For the past week, I have barely been able to sleep without constant dreams of you.
I didn’t know what to say when we spoke. I was afraid and confused. My heart stopped when you said what you said, and I’m afraid it may not beat the same way again.
Misunderstandings happen. They happen all the time and it takes patience to smooth them out. That’s what I thought this was. I thought this would all blow over and we would be okay. I know it’s hard to deal with me and I’m sorry for being so difficult, but could you blame me for pushing away at times when I feel like I could get hurt?
I love you. I don’t know how much or how little, but it’s just enough to keep me awake at night and make me believe in impossible dreams.
I think of you throughout moments of each day, wondering and hoping that, maybe, you are thinking of me too. You have been there for me when, at times, I couldn’t be there for myself. I hope in some, small way, I have been able to do the same for you. I want you to know that I believe in you. I hope for you. Please, don’t be so hard on yourself and be kind to yourself because the time will come when all the things you want now will be yours.
I want to beg you to change your mind. I want to tell you it will be different and that it will be all we imagined and more.
I’m fighting everything in me not to get on a plane and tell you how much you mean to me and that the way I feel about you, this overwhelming mixture of emotions, is something worth fighting for.

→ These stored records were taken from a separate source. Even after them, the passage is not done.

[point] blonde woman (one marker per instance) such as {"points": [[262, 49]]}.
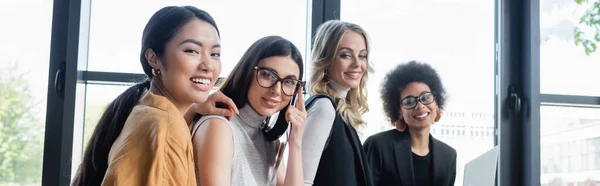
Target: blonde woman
{"points": [[331, 150]]}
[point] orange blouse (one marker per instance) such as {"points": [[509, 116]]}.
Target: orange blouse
{"points": [[154, 147]]}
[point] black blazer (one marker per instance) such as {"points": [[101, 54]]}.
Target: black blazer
{"points": [[343, 161], [390, 157]]}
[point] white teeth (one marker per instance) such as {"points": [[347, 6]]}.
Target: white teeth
{"points": [[201, 81], [353, 74], [422, 115]]}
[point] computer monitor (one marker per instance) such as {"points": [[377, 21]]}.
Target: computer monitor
{"points": [[482, 170]]}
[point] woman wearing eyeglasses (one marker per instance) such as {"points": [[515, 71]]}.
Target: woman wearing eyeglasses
{"points": [[413, 97], [239, 152]]}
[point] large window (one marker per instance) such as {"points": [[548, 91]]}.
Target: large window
{"points": [[115, 41], [25, 49], [565, 67], [454, 37], [570, 141]]}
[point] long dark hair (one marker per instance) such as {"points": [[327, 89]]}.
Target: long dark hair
{"points": [[236, 86], [159, 30]]}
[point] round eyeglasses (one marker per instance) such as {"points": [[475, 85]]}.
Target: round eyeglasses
{"points": [[410, 102], [267, 78]]}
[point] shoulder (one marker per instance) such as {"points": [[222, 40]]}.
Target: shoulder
{"points": [[212, 126], [382, 139], [146, 119], [444, 148]]}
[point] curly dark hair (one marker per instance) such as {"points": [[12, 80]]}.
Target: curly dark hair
{"points": [[404, 74]]}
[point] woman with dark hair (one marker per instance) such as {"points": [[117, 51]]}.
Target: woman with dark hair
{"points": [[143, 138], [413, 97], [239, 152]]}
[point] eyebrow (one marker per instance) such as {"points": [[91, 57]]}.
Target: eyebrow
{"points": [[425, 91], [346, 48], [198, 43], [275, 71]]}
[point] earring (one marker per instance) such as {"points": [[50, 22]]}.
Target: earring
{"points": [[156, 72], [325, 77]]}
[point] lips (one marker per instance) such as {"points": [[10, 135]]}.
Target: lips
{"points": [[200, 80], [270, 103], [422, 116], [354, 75]]}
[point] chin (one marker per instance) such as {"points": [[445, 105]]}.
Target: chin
{"points": [[200, 98], [353, 84], [266, 111]]}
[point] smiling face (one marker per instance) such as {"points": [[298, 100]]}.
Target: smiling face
{"points": [[350, 63], [268, 101], [191, 62], [422, 115]]}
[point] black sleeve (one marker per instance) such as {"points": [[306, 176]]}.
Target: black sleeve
{"points": [[452, 171], [373, 153]]}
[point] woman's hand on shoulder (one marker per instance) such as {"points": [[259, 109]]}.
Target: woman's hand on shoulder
{"points": [[216, 104], [296, 115]]}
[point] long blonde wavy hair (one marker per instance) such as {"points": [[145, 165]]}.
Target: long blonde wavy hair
{"points": [[326, 43]]}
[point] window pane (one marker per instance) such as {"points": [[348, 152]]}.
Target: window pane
{"points": [[564, 67], [97, 99], [570, 143], [25, 48], [240, 23], [449, 35]]}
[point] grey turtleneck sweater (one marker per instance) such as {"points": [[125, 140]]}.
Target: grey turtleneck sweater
{"points": [[253, 156]]}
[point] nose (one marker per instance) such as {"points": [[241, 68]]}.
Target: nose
{"points": [[206, 63], [276, 89], [420, 105]]}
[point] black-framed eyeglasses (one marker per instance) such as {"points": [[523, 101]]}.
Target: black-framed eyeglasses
{"points": [[267, 78], [410, 102]]}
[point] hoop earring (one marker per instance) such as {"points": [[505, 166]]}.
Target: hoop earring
{"points": [[156, 72]]}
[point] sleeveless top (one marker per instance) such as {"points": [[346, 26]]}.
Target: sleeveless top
{"points": [[253, 156]]}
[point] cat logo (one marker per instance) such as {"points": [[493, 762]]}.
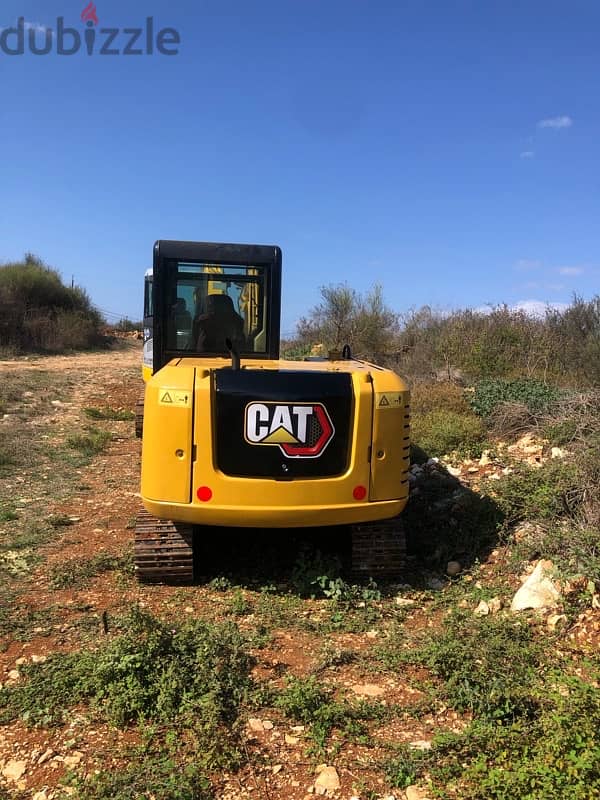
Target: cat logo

I want to tell you that I wish you would fight for me; that I want you to fight for me because you are everything to me and some part of me wishes you felt the same.
You know I’d pack my bags and get there somehow if I thought it would change your mind, but I’m scared to death it won’t.
I want to keep you. I want you to hold me and promise me a world together, but some impossible things are just that.
For now I’ll just imagine. I’ll imagine waking up and falling asleep to the sound of your voice. I’ll imagine exploring new cities with you. I’ll imagine midnight walks, holding your hand, and pretending that no one else in the world exists except for us.
And if by some chance or circumstance, we meet each other again in some vague and distant future, I hope you’ll remember us as we once were – happy.